Cider Braised Pork topped with Sweet Potato & Pecan Crust Serves: 3 lbs.


  • 2 lbs. pork tenderloin
  • salt and pepper, to taste
  • 2 Tbsp. vegetable Oil
  • 2 oz. onion, minced
  • ½ tsp. chopped garlic
  • 1 tsp. Ginger Puree
  • 6 oz. Sherry Wine
  • 8 oz. Apple Cider
  • 8 oz. prepared Hunter Sauce
  • 4 oz. Butternut Squash, diced
  • 1 oz.
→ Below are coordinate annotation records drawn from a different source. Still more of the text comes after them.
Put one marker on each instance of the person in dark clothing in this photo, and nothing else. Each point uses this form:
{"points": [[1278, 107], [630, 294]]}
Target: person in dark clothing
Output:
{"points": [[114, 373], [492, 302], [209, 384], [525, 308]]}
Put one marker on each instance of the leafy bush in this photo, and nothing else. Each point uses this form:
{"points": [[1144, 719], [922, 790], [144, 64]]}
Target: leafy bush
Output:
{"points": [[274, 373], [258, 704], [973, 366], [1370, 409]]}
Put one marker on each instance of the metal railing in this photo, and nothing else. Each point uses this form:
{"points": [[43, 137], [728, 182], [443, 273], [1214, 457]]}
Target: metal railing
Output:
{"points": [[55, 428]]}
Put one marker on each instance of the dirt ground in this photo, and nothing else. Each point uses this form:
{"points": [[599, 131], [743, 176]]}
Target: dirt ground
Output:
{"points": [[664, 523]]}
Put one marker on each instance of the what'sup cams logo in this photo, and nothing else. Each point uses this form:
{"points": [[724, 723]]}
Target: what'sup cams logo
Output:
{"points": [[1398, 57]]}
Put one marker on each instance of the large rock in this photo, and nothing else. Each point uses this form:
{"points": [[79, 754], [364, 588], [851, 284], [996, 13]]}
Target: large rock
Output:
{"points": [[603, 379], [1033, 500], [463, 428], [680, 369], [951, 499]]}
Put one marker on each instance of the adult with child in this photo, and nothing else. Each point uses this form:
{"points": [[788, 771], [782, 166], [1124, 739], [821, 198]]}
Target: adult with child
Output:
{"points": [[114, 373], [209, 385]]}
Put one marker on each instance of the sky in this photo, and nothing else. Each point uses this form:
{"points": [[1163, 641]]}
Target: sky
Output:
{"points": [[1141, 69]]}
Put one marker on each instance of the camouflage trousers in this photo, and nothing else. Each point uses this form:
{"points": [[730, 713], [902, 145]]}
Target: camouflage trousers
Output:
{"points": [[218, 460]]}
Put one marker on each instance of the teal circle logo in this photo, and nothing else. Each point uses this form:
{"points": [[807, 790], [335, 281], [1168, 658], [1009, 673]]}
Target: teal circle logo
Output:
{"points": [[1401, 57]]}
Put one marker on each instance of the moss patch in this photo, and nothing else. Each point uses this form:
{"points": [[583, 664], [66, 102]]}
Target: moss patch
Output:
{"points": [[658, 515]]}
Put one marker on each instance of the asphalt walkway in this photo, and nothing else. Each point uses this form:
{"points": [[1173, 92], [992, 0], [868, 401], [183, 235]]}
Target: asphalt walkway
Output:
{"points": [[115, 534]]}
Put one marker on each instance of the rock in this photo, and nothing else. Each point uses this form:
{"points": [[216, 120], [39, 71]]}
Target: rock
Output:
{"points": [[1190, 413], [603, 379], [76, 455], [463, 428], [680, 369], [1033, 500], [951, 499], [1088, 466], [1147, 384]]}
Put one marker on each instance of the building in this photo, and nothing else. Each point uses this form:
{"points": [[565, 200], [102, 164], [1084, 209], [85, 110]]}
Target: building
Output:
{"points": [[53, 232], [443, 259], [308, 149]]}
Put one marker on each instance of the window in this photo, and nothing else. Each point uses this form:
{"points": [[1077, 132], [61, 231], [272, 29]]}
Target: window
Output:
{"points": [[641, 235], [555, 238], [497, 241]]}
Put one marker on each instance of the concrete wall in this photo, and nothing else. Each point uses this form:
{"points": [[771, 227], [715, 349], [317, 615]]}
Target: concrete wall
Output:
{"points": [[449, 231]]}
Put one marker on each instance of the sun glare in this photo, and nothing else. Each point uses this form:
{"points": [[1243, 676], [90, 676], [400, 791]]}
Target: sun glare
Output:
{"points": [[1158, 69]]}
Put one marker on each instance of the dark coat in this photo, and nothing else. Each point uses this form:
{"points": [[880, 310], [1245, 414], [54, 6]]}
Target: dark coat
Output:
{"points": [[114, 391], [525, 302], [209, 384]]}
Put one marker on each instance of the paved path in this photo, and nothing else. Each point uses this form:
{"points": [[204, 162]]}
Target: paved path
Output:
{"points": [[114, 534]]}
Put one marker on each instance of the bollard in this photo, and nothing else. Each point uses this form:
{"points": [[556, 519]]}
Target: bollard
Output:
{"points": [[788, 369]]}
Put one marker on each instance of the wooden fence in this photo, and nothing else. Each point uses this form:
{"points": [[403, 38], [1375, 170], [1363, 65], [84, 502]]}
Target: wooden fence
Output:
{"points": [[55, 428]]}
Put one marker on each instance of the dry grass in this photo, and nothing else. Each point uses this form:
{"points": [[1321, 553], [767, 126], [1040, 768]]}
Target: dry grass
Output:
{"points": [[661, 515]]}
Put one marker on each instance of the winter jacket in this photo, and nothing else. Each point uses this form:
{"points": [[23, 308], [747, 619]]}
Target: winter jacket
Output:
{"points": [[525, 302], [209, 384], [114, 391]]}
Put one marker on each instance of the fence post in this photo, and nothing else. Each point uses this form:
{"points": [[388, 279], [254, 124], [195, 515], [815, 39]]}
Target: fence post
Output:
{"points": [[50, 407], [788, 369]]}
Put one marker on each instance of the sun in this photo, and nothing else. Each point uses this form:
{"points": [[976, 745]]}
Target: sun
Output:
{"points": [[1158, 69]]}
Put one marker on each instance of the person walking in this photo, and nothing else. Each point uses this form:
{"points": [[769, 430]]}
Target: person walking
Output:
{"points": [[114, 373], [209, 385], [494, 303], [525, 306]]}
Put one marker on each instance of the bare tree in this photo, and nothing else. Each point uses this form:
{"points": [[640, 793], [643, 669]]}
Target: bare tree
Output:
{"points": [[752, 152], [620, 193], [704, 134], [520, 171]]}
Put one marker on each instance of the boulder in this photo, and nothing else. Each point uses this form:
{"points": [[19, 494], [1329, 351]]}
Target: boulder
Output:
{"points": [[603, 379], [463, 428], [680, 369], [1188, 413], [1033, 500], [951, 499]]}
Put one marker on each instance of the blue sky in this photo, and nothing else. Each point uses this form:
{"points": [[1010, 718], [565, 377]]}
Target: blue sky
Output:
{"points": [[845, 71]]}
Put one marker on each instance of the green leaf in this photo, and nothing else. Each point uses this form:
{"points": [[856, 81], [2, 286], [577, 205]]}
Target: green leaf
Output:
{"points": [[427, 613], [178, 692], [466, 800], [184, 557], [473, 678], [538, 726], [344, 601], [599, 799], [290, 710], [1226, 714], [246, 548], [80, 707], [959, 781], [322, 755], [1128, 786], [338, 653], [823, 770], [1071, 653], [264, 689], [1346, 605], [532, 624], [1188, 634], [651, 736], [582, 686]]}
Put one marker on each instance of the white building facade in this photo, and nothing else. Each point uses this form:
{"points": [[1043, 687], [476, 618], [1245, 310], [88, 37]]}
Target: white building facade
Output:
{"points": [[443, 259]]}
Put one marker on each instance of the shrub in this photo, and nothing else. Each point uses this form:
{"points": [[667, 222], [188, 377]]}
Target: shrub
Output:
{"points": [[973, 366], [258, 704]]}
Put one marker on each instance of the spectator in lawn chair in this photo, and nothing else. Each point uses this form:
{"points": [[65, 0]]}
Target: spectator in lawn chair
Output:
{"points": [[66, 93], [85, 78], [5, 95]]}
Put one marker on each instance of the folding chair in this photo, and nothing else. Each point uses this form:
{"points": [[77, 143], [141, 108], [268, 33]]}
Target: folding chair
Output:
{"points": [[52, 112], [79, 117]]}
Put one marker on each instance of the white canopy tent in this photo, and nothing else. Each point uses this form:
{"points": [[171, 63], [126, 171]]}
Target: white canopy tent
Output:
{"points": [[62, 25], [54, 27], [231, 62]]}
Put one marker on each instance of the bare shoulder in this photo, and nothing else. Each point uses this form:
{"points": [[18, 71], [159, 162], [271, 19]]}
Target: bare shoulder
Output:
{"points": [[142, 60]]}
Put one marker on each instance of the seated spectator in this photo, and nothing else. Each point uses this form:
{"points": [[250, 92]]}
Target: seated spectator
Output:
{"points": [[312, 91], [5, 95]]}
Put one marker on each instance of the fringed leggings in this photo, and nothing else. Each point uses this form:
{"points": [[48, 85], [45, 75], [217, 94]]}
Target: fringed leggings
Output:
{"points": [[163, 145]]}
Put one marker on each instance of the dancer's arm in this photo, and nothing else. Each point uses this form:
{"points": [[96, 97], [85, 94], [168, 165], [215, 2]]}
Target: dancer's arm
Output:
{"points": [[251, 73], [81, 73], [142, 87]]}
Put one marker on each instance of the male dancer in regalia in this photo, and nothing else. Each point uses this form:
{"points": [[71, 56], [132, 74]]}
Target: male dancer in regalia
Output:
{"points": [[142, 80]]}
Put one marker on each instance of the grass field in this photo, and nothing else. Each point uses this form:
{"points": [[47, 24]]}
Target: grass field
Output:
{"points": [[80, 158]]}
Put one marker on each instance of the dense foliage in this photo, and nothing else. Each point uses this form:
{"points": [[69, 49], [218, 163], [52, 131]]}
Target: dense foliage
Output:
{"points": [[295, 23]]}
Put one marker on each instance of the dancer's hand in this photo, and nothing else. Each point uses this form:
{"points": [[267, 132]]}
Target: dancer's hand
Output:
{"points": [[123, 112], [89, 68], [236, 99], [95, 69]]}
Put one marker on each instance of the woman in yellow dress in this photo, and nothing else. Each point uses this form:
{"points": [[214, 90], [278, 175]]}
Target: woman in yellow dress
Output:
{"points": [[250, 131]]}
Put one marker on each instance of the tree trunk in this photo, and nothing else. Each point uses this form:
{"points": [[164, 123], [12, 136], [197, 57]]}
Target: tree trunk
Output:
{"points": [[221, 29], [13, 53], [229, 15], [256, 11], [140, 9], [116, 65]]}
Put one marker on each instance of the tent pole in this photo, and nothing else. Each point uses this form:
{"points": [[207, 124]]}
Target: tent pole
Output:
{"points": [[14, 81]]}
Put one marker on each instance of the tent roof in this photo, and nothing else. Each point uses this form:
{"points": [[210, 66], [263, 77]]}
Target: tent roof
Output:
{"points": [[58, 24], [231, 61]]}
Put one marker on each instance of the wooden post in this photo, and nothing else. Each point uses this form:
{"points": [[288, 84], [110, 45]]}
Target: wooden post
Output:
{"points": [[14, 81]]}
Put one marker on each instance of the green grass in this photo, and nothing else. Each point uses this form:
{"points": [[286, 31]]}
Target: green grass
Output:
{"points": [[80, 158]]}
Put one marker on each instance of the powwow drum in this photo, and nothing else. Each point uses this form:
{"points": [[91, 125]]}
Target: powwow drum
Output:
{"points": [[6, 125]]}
Dried Apples
  • 2 oz, Sun Dried Cranberries


  1. 1 Trim excess fat and silverskin from pork tenderloins and cut into 1-inch cubes.
  2. 2 Season with salt and black pepper, then sear the cubed pork in a sauté pan with vegetable oil.
  3. 3 When pork is golden brown, add onion, garlic and RC Ginger Puree.
  4. 4 Sauté until onion is transparent, remove pan from heat and deglaze with sherry.
  5. 5 Reduce sherry by ½ the volume then add cider, prepared RC Hunter Sauce, butternut squash, dried apples and cranberries.
  6. 6 Cover and braise in 350°F oven for 1-1½ hours until pork is tender.
  7. 7
  8. 8 While pork filling is cooking, prepare Sweet Potato and Pecan Crust.
  9. 9 Wash the sweet potatoes and cook in a pot with enough water to cover and one teaspoon salt. Cook until potatoes are fork tender.
  10. 10 While the potatoes are cooking, simmer milk, ¼ teaspoon salt, butter, sugar and vanilla extract together.
  11. 11 Peel skin from boiled sweet potatoes and mash.
  12. 12 Blend milk mixture, RC Harvest Vegetable Base, egg, finely chopped pecans and RC Umami Sensations® Red Miso Powder into mashed sweet potatoes.
  13. 13 To top Pot Pies with Potato Crust: spread a thin layer of the warm flavored Potato Crust over the entire pie.
  14. 14 Bake at 375°F for 25-30 minutes or until potatoes are a golden brown and internal temperature reaches 165°F minimum.
  15. 15 The filling must be completely covered or the potato crust will fall into the filling while baking.
  16. 16 Both the filling and the potato crust can be made in advance. However, the potato crusts spread easier when warm.
  17. 17 If the sweet potato crust cools, simply warm until pliable in a microwave. Especially if the sweet potato crust is made in advance.